Recommandation n° 12 : la CNCDH recommande une meilleure formation des personnels médicaux, sociaux ainsi que juridiques sur les bonnes pratiques en matière de recueil et de respect du consentement. Cette formation doit s’accompagner de débats professionnels associant les diverses spécialités pour construire ensemble de bonnes pratiques.

Recommandation n° 13 : pour l’établissement des certificats médicaux précédant la mise en œuvre d’une protection juridique, la CNCDH recommande que l’inscription des médecins sur la liste du procureur de la République soit subordonnée au suivi d’une formation juridique théorique (concernant les mesures de protection et le consentement de la personne) et pratique (en assistant à des auditions avec un juge des tutelles).

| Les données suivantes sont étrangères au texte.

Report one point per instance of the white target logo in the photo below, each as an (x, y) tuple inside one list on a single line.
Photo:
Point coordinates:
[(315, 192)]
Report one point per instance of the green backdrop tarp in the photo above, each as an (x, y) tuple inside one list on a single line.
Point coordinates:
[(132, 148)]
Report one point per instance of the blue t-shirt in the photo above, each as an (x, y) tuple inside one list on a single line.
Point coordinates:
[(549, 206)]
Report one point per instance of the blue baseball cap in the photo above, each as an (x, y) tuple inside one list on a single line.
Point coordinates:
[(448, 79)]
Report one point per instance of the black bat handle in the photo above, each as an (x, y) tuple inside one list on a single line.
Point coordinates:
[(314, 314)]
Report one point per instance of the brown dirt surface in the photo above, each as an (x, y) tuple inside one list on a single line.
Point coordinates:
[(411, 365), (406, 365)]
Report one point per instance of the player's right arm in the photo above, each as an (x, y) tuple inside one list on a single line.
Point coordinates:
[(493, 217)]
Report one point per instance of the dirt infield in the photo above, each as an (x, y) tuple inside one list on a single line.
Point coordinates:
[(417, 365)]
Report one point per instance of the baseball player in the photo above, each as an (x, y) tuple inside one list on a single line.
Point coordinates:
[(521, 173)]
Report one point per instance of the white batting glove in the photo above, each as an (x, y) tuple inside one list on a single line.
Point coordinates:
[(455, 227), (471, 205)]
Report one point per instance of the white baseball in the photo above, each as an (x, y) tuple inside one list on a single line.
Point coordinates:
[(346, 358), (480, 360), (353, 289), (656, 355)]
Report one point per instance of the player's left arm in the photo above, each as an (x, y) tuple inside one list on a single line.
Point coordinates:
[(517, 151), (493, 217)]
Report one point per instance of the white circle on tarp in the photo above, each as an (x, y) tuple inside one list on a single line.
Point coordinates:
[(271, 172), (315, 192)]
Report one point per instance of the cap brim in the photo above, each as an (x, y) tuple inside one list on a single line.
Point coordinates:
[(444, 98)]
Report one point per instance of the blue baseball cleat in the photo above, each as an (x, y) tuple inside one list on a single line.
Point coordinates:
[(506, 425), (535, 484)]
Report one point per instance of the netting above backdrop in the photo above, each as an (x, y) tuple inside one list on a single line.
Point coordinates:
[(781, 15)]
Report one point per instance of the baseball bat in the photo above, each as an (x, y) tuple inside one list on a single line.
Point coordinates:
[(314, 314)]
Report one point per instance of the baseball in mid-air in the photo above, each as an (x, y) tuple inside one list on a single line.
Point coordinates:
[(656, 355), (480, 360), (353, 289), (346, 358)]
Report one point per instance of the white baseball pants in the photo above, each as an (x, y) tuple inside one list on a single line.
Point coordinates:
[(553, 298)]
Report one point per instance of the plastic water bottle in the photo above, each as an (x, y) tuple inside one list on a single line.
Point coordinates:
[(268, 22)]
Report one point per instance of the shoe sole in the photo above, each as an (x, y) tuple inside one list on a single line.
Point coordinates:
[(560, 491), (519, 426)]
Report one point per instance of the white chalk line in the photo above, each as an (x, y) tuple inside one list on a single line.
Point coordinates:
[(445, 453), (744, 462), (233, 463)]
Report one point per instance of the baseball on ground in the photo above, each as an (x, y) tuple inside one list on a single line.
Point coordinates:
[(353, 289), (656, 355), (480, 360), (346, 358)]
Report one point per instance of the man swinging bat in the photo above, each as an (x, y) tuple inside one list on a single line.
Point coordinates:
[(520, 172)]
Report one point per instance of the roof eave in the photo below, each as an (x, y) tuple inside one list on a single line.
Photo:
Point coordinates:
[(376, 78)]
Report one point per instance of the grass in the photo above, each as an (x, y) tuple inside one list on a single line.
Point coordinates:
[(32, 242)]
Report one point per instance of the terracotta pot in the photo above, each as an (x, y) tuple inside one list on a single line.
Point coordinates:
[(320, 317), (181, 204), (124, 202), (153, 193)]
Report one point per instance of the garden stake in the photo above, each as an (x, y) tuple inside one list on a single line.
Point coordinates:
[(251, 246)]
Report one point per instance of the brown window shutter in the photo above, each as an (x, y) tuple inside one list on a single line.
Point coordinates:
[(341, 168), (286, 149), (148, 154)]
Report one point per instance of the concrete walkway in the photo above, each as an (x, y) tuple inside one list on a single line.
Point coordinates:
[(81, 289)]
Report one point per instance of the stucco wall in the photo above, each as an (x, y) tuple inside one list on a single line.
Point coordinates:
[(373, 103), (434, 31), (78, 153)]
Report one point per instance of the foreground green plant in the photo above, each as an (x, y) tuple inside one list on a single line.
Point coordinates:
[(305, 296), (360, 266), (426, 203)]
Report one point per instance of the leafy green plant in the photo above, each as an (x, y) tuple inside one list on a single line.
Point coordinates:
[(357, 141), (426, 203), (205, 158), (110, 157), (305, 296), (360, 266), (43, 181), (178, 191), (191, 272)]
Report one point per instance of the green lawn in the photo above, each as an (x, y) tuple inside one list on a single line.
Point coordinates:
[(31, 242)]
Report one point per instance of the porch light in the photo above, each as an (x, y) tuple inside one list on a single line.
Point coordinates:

Recommandation n° 14 : la CNCDH recommande aux pouvoirs publics de renforcer les actions de communication sur :

– la fonction de personne de confiance. Faire connaître la possibilité d’être assisté par une personne de son choix dans tout processus de consentement aux soins et de changement du lieu de vie doit être un axe prioritaire d’information des personnes âgées ;

– les directives anticipées. Promouvoir ces directives auprès de toute personne vieillissante ou malade apparaît comme une nécessité sanitaire importante, compte tenu du constat très largement partagé des mauvaises conditions, notamment relationnelles, dans lesquelles se déroulent les derniers instants de la vie ;

– le mandat de protection future, qui permet de jeter les bases d’une organisation de la dépendance en fonction des personnes et des structures sociales.